“As the land of more than 10,000 lakes; home to the headwaters of the Mississippi River; and host to nearly 200 miles of Lake Superior shoreline; Minnesota’s waterways have played a significant role in the lifeways of the state’s inhabitants throughout its history. For this reason, we are fortunate that Maritime Heritage Minnesota (MHM) has dedicated itself to the task of documenting and preserving Minnesota’s submerged cultural heritage.” The words of one reviewer emphasize the importance of waterways and watercraft to understanding Minnesota’s history, as well as the necessity of research and preservation of the artifacts associated with this heritage.
The goals of the Minnesota Dugout Canoe Project (MDC) were to document and determine the ages of ten dugout canoes taken from archaeological contexts in nine Minnesota counties, as well as to identify their prehistoric or historic cultural contexts. Through the use of radiocarbon dating of small wood samples using Accelerated Mass Spectrometry, Minnesota’s eight oldest watercraft have been identified and information that disproves many previous theories has been verified. Drawn from canoes made as long ago as 1025 AD and as recent as the 1950s, the data from this project has greatly enhanced knowledge of Minnesota’s maritime heritage and prehistoric landscape, and contributes to ongoing revitalization of museum interpretation. In particular, communities in Hennepin, Chippewa, and McLeod/Meeker Counties have been significantly impacted by the data produced during the MDC Projects. The respective museums that house the dugout canoes in those counties have improved or are in the process of improving their interpretive exhibits and enhancing the environmental controls that affect the artifacts. Additionally, the project reports for each canoe are available free online to help support further research and inquiry.

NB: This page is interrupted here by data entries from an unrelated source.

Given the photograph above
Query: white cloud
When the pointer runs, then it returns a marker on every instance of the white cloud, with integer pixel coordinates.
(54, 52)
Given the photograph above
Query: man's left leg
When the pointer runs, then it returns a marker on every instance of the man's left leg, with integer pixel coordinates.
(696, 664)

Through innovative partnerships and resourceful fundraising, Maritime Heritage Minnesota completed a necessary study that could never have been done by any institution on its own. Through their efforts, MHM not only advanced statewide knowledge of the chronology and construction of dugout canoes, but they also in return provided the host institutions with an increased understanding of the history of their individual specimens, including in some cases correcting misattributions. With better understanding of the ages and compositions of their artifacts, Minnesota’s museums are better equipped to care for them and understand their place in the state’s historic and ecological landscape.